Effect of Immunonutrients on Oral Mucositis in Nasopharyngeal Carcinoma Patients After Chemoradiotherapy

Not Applicable

Recruiting

• Conditions: Locally Advanced Nasopharyngeal Carcinoma
• Interventions: Dietary Supplement: Enteral immunonutrition; Dietary Supplement: Standard enteral nutrition

• Registration Number: NCT05892354
• Lead Sponsor: First Affiliated Hospital of Guangxi Medical University

Brief Summary

The purpose of this study was to investigate the role of immunonutrion compared with standard nutrition in reducing oral mucositis in patients with locally advanced nasopharyngeal carcinoma.

Detailed Description

Oral mucositis is the most common adverse reaction in patients with nasopharyngeal carcinoma receiving chemoradiotherapy, of which 40-50% of patients are severe (grade 3-4). Oral mucositis usually results in pain, dysphagia, reduced feeding, and malnutrition. Severe malnutrition in turn increases the risk of severe oral mucositis. Persistent severe oral mucositis will lead to delay and interruption of treatment, impairing patients'quality of life and prognosis. It's reported that nutritional intervention can not only reduce the risk and severity of oral mucositis and improve the nutritional status of patients with head and neck tumors, but also improve patients' tolerance to radiotherapy, quality of life, and prognosis.

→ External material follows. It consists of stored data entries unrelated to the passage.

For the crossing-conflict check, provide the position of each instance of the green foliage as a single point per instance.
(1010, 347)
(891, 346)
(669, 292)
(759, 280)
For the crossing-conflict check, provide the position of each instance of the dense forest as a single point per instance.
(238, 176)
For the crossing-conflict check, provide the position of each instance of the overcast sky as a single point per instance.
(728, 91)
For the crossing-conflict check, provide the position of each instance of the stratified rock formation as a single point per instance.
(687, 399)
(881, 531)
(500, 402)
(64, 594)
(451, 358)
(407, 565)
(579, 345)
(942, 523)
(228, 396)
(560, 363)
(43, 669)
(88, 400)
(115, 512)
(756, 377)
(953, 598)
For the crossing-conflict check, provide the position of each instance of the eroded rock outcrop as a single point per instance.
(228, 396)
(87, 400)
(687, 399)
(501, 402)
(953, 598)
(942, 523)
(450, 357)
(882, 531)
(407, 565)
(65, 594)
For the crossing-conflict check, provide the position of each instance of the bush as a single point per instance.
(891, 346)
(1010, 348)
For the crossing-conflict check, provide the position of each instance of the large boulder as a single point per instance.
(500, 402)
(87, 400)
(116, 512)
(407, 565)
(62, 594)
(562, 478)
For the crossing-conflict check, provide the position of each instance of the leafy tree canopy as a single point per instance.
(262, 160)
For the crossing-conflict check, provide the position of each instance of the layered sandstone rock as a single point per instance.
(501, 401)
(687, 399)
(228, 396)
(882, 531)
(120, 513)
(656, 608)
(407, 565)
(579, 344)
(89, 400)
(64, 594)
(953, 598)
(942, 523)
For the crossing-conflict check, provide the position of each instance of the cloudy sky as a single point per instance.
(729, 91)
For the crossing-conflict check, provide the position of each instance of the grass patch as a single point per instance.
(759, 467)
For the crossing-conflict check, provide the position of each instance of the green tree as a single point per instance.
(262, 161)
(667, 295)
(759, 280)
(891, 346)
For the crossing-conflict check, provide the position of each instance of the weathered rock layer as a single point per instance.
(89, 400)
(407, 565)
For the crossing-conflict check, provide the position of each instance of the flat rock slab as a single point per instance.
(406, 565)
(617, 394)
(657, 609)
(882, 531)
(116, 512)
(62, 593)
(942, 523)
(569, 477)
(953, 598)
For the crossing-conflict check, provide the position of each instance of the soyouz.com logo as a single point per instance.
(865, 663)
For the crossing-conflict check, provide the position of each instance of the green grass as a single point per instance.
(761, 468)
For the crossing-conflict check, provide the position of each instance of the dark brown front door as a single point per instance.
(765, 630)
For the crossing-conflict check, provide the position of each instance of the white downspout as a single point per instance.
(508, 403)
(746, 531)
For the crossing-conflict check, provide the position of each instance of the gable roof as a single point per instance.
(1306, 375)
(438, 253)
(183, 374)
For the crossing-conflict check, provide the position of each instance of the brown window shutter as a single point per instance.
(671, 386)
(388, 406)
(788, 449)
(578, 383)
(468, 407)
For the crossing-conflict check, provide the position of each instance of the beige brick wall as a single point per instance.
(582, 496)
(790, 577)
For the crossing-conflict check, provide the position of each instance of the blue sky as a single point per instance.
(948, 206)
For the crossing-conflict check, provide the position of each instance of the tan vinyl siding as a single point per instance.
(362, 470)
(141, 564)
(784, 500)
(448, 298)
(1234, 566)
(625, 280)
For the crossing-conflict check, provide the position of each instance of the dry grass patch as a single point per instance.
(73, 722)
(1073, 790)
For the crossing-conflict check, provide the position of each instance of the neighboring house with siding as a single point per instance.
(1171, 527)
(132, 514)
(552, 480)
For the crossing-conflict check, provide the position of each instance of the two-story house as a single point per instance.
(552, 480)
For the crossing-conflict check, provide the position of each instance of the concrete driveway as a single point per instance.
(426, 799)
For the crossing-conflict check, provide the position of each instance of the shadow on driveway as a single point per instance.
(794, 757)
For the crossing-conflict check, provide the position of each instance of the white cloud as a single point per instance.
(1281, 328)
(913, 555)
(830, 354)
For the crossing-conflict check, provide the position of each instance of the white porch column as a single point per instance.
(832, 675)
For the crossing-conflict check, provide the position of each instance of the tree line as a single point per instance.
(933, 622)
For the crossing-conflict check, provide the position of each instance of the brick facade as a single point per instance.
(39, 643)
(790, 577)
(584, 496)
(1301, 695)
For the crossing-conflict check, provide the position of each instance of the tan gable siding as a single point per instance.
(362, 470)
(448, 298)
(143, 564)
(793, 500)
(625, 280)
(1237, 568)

Immunonutrition refers to the addition of high content of immune nutrients on the basis of sufficient calories, which not only ensures the supply of nutrition, but also takes into account the effects of anti-inflammation, regulating immunity, improving treatment tolerance, improving prognosis and so on. It has been reported that, comparing with standard enteral nutrition, the incidence of severe oral mucositis and esophagitis in patients with head and neck tumors treated with immunonutrition was lower, suffering less weight loss, and the antitumor immune response was enhanced. The 3-year OS and PFS were significantly improved in patients with good compliance.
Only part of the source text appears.